Sakamoto: Flávio Bolsonaro queria Trump, mas foi seu aliado Castro que atirou no Rio

Atualizado em 29 de outubro de 2025 às 17:38
O senador Flávio Bolsonaro (PL-RJ) e o governador do Rio de Janeiro, Cláudio Castro (PL). Foto: Reprodução

Por Leonardo Sakamoto

Quando você não tem empregos ou escolas para mostrar, produza corpos. A triste máxima funciona para sequestrar a atenção política e mostra até onde estão dispostos a ir governantes para se manter no poder ou eleger aliados. O Rio de Janeiro, com os 64 cadáveres anunciados pela polícia ontem e os outros tantos que estão brotando nos morros hoje, é apenas o mais novo exemplo dessa ensinamento.

O Rio tem vivido uma sucessão de não-governadores incompetentes, que acabam presos, cassados ou investigados por corrupção.
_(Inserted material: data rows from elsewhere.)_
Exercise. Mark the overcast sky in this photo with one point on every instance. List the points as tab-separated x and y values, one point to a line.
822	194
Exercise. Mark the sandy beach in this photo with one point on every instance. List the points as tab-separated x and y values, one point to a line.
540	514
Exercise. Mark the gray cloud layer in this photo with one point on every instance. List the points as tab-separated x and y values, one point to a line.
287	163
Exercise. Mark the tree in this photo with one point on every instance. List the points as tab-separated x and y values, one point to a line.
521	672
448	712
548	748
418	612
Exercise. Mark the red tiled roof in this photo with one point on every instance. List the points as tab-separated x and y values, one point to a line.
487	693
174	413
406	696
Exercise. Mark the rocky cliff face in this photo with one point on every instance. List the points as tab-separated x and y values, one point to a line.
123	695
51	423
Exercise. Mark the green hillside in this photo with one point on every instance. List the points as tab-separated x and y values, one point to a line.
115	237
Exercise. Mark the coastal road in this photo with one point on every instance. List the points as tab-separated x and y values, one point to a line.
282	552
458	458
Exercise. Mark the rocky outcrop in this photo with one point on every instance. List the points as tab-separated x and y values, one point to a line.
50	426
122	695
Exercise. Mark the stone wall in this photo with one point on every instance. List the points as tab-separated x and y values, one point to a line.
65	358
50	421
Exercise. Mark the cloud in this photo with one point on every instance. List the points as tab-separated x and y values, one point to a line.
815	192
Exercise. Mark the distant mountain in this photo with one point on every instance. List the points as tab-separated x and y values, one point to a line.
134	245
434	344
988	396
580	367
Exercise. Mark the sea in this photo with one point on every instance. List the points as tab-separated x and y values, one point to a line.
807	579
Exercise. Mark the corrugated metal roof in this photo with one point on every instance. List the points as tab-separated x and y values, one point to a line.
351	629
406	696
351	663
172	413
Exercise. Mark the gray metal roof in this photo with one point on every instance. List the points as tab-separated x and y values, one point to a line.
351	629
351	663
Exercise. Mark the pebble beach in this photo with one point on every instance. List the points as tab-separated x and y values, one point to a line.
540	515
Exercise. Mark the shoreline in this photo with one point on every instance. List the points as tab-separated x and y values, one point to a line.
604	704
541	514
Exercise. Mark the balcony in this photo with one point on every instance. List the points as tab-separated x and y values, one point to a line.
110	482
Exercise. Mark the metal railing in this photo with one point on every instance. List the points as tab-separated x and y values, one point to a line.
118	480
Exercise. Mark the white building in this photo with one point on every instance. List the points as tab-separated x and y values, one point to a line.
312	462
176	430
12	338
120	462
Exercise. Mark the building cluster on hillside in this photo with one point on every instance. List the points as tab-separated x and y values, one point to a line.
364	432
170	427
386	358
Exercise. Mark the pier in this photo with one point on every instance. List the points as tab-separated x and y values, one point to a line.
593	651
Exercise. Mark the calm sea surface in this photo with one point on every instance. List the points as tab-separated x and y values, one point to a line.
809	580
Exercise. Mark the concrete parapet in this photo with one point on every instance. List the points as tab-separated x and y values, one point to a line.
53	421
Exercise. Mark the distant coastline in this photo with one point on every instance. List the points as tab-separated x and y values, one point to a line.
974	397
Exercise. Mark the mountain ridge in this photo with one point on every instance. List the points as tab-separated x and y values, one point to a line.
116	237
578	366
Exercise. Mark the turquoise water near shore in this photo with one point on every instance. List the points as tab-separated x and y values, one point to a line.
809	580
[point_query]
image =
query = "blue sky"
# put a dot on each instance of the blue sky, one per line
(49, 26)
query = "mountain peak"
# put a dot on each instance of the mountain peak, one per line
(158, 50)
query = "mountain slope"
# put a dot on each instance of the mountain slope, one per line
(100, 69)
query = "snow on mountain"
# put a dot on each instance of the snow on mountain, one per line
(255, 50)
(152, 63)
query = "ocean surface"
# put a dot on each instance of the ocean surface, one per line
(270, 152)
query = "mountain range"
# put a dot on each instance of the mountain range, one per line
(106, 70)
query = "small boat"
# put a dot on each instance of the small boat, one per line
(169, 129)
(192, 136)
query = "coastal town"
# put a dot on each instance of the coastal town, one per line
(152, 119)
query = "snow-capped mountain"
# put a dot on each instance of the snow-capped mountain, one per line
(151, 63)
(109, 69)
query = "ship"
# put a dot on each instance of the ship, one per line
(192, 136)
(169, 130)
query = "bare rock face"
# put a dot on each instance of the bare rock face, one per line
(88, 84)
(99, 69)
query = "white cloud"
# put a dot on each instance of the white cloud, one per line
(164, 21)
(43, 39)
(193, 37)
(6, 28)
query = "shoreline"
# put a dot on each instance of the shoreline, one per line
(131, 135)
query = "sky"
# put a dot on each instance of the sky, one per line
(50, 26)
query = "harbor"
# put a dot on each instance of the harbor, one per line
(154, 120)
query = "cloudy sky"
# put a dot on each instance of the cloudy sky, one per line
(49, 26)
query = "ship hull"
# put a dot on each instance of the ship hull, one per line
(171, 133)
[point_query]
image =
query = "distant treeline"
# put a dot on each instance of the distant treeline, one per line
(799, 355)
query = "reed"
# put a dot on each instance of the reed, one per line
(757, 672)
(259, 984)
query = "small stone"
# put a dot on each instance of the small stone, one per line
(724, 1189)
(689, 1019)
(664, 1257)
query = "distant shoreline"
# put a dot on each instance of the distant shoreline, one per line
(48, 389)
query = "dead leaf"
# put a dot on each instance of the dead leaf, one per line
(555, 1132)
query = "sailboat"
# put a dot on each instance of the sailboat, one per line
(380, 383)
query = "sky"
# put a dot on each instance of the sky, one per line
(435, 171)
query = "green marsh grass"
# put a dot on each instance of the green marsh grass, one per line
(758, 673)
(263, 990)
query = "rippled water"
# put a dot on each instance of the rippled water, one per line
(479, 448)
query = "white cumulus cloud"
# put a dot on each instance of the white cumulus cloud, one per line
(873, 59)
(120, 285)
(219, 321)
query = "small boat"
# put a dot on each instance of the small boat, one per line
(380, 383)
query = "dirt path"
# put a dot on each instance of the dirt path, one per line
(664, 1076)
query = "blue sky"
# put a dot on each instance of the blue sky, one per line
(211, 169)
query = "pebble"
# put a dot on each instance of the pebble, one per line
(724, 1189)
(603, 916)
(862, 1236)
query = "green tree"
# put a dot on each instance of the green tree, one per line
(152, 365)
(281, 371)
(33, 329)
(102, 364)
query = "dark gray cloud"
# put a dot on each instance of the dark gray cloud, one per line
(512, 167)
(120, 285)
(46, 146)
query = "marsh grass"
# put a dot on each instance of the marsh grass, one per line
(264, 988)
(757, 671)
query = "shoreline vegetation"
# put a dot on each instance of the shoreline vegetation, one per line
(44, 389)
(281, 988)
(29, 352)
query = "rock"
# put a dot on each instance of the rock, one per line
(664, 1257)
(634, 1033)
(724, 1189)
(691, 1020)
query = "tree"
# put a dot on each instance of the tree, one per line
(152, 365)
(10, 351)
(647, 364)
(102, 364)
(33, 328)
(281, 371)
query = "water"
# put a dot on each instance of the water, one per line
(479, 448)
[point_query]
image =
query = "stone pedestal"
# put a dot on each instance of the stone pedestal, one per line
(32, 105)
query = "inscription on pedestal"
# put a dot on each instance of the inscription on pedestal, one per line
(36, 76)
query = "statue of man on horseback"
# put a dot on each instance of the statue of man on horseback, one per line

Por incapacidade de retomar territórios dominados por traficantes e milícias através de ações inteligentes (como geração de emprego e renda, construção de equipamentos públicos de educação, saúde e lazer, bloqueio de bens e contas do tráfico, prisão de policiais e políticos aliados do crime, estrangulamento das rotas de armas e drogas, valorização das condições de trabalho e salários dos profissionais de segurança pública, rever a fracassada política de guerra às drogas), produzem corpos para circular no WhatsApp e nos jornais da noite.

Em qualquer lugar do mundo, é considerada fracassada uma operação policial que mata e fere uma multidão, entre criminosos (que merecem um julgamento), policiais (que merecem voltar para suas famílias) e civis (que não têm nada a ver com isso). Mesmo assim, a extrema direita correu para sair em defesa do governador, jogando o tema dentro da sacola das eleições do ano que vem.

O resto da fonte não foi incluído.